Poole's next novel attempted to follow up the successful His Family with a sequel, His Second Wife, published in serial form in McClure's before being released in hard covers later in 1918. This book proved distinctly less successful than his previous literary efforts with critics and the reading public, however, and Poole's fiction never achieved such acclaim again.

From 1920 until 1934, Poole produced works of fiction for Macmillan at the rate of approximately one a year. While none of these attained the critical acclaim of Poole's wartime writings, the 1927 book Silent Storms was met with some degree of public success.

===Interpreter of the Bolshevik Revolution===

In 1917 The Saturday Evening Post dispatched Poole to Russia to report on the Russian Revolution, where he joined other sympathetic American commentators such as John "Jack" Reed and Louise Bryant. His journalism on the rapidly changing world in Russia was closely read by a curious public, and the articles subsequently provided the raw material for two works of non-fiction, "The Dark People": Russia's Crisis and The Village: Russian Impressions, both of which were published in book form by Macmillan in 1918.

===Later years===

After the war, Poole, Paul Kennaday, and Arthur Livingston initiated an agency, the Foreign Press Service, that negotiated for foreign authors with English-language publishers.

After a six-year hiatus with Macmillan, Poole published his memoirs, The Bridge: My Own Story, in 1940. He returned to writing books during the final decade of his life, publishing one work of non-fiction on famous figures in Chicago history and two lesser novels.

===Death and legacy===

Poole died of pneumonia in New York City on Tuesday, January 10, 1950, thirteen days away from his 70th birthday.

==Works==

===Books and pamphlets===

- The Voice of the Street. New York: A.S. Barnes, 1906.
- Katherine Breshkovsky: "For Russia's Freedom." Chicago: Charles H. Kerr & Co., 1906.
- The Harbor. New York: Macmillan, 1915. + Audio version.
- His Family. New York: Macmillan, 1917. + Audio version.
- "The Dark People": Russia's Crisis. New York: Macmillan, 1918.
- The Village: Russian Impressions.
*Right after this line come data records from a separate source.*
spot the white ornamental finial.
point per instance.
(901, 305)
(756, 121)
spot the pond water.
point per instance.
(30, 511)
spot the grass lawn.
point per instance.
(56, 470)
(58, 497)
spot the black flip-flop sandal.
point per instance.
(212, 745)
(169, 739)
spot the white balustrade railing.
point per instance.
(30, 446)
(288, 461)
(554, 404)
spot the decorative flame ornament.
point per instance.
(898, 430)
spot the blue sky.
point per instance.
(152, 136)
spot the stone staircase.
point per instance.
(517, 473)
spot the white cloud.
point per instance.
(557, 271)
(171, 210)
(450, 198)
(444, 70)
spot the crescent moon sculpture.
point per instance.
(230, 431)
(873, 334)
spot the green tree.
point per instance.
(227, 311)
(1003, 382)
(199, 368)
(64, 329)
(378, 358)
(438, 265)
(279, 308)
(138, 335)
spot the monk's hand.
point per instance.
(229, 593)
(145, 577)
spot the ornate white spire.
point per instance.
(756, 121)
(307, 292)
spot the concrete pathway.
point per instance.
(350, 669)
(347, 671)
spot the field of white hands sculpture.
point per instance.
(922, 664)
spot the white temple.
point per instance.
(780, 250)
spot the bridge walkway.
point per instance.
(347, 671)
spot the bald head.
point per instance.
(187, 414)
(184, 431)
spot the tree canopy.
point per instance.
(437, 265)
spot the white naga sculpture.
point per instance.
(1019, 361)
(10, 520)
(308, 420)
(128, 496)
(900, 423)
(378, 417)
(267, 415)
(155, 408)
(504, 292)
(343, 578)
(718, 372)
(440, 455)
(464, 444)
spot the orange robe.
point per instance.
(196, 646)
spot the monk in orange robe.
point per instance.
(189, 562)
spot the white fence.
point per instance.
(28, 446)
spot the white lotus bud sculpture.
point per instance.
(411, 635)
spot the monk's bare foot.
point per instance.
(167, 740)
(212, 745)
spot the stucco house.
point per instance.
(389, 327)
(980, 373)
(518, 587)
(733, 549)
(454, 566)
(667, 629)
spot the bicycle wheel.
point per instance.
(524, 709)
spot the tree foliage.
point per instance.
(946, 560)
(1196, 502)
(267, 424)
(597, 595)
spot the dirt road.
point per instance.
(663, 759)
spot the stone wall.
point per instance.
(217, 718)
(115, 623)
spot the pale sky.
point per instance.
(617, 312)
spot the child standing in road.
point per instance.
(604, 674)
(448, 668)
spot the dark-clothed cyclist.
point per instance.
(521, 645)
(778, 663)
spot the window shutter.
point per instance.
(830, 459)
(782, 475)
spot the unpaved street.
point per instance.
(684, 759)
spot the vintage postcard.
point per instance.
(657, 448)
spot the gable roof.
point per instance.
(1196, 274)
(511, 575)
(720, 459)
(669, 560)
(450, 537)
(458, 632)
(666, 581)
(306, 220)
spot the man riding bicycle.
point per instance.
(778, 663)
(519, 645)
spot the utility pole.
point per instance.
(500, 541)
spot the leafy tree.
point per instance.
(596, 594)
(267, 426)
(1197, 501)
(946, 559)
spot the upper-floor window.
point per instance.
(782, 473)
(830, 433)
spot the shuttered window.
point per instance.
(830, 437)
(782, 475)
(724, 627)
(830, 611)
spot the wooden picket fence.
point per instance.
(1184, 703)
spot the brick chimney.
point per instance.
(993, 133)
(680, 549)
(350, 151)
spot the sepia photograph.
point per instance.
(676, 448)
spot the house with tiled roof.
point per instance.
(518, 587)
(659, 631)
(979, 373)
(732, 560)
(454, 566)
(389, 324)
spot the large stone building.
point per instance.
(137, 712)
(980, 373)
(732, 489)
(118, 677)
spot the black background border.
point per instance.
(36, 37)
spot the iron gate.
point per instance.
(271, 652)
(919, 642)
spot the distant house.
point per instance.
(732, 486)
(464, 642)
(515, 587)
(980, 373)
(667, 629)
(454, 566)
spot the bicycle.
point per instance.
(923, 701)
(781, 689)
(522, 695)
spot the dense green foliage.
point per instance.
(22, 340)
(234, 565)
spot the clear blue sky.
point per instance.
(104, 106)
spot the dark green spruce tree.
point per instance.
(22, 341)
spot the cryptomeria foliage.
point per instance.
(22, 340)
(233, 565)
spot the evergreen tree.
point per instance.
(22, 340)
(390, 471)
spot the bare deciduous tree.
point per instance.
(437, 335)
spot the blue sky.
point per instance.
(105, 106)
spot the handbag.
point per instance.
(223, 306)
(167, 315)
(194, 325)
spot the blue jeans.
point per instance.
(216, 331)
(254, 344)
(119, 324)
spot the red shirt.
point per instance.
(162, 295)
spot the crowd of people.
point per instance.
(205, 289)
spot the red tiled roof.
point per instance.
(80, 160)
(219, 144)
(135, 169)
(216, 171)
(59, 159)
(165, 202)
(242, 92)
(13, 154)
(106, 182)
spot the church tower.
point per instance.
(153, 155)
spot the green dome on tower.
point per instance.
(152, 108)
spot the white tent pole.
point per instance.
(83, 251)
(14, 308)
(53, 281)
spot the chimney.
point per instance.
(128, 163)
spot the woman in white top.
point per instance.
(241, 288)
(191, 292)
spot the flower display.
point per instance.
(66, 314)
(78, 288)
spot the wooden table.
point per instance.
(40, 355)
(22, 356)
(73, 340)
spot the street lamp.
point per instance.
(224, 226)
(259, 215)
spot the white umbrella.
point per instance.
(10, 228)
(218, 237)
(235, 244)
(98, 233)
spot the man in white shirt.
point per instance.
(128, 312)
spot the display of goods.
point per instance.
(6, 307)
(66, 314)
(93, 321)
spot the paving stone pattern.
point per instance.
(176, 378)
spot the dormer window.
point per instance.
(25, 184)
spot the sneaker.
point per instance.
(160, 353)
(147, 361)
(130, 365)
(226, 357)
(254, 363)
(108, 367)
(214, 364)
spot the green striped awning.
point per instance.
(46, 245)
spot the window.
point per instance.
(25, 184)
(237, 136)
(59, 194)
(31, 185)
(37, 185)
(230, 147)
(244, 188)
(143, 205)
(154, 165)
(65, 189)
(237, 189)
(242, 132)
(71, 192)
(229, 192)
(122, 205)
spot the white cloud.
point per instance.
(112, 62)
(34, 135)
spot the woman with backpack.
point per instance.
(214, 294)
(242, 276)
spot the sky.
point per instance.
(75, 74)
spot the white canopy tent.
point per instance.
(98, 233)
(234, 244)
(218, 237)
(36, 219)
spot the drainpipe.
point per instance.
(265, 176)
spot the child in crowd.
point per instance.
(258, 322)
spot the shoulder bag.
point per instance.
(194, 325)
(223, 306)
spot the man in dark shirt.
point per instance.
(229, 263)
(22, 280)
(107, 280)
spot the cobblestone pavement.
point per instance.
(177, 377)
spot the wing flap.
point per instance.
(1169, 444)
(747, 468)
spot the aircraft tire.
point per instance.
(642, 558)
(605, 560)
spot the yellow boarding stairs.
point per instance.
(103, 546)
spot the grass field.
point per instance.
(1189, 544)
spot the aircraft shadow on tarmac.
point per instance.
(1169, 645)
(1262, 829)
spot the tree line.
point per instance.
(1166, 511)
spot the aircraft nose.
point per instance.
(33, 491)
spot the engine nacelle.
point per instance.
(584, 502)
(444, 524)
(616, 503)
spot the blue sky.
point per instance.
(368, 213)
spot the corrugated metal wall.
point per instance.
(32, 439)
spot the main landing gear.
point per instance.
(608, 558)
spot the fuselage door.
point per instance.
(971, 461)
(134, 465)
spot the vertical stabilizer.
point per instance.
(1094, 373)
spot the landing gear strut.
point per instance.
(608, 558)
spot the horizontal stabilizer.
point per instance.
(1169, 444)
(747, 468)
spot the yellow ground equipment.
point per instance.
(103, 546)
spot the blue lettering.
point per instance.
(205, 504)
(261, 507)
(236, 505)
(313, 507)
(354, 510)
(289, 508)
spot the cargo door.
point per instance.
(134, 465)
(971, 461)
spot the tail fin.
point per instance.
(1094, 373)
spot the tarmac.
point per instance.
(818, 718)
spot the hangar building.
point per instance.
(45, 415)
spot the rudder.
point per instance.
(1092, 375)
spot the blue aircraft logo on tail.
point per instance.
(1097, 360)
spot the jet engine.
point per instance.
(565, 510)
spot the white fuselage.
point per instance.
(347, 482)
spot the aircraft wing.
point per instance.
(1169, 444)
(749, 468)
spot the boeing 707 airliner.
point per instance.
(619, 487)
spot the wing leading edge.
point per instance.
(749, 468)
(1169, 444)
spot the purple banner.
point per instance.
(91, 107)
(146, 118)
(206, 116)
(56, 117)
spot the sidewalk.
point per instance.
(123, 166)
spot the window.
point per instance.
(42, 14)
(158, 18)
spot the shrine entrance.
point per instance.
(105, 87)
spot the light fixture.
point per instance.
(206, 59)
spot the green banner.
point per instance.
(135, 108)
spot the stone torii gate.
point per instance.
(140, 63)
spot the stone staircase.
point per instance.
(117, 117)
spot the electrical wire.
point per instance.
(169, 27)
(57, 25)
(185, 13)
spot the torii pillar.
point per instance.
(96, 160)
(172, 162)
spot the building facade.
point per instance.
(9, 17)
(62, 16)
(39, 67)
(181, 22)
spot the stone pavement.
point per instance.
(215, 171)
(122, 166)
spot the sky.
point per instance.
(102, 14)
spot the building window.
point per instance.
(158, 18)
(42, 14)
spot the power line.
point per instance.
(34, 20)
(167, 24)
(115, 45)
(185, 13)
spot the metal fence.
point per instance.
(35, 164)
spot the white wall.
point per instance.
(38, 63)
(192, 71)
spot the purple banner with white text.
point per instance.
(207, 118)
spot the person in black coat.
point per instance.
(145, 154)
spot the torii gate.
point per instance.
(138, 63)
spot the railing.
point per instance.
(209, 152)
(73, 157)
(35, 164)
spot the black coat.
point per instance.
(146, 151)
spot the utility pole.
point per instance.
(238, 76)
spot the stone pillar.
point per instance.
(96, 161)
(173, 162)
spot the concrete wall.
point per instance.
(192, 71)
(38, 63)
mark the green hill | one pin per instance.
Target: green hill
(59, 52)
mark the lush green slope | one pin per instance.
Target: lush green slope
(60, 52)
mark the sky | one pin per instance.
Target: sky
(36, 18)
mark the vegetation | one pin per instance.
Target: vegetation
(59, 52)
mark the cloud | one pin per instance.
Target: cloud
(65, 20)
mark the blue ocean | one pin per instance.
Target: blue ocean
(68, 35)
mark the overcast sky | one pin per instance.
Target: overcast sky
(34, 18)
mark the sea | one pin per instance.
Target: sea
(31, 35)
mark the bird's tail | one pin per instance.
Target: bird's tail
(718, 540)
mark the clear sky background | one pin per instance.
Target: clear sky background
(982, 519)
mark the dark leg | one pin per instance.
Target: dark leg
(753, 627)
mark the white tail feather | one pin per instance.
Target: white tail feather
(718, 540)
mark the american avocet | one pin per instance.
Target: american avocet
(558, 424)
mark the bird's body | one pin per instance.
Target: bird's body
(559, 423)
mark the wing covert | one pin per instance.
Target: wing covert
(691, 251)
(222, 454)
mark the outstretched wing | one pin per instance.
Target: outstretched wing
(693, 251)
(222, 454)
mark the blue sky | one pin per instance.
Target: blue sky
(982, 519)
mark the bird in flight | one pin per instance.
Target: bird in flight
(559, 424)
New York: Macmillan, 1918.
- His Second Wife. New York: Macmillan, 1918.
- Blind: A Story of These Times. New York: Macmillan, 1920.
- Beggar's Gold. New York: Macmillan, 1921.
- Millions. New York: Macmillan, 1922.
- Danger. New York: Macmillan, 1923.
- The Avalanche. New York: Macmillan, 1924.
- The Little Dark Man and Other Russian Sketches. New York: Macmillan, 1925. —4 short stories.
- The Hunter's Moon. New York: Macmillan, 1925.
- With Eastern Eyes. New York: Macmillan, 1926.
- Silent Storms. New York: Macmillan, 1927.
- Car of Croesus. New York: Macmillan, 1930.
- The Destroyer. New York: Macmillan, 1931.
- Nurses on Horseback. New York: Macmillan, 1932.
- Great Winds. New York: Macmillan, 1933.
- One of Us. New York: Macmillan, 1934.
- The Bridge: My Own Story. New York: Macmillan, 1940. —Memoir.
- Giants Gone: Men Who Made Chicago. New York : Whittlesey House, McGraw-Hill, 1943.
- The Great White Hills of New Hampshire. Garden City, NY: Doubleday, 1946.
- Nancy Flyer: A Stagecoach Epic. New York: Thomas Y. Crowell, 1949.

===Articles===

- "Abraham Cahan: Socialist — Journalist — Friend of the Ghetto," The Outlook, Oct. 28, 1911.
- "Our American Merchant Marine under Private Operation," The Saturday Evening Post, vol. 202, no. 8 (Aug. 24, 1929) pp. 25, 142, 145–146, 149–150.
- "Captain Dollar," (serialized in 5 parts) The Saturday Evening Post, May 25-June 22, 1929.
- "Frolicking and Vain Mirth," Woman's Day, April 1948.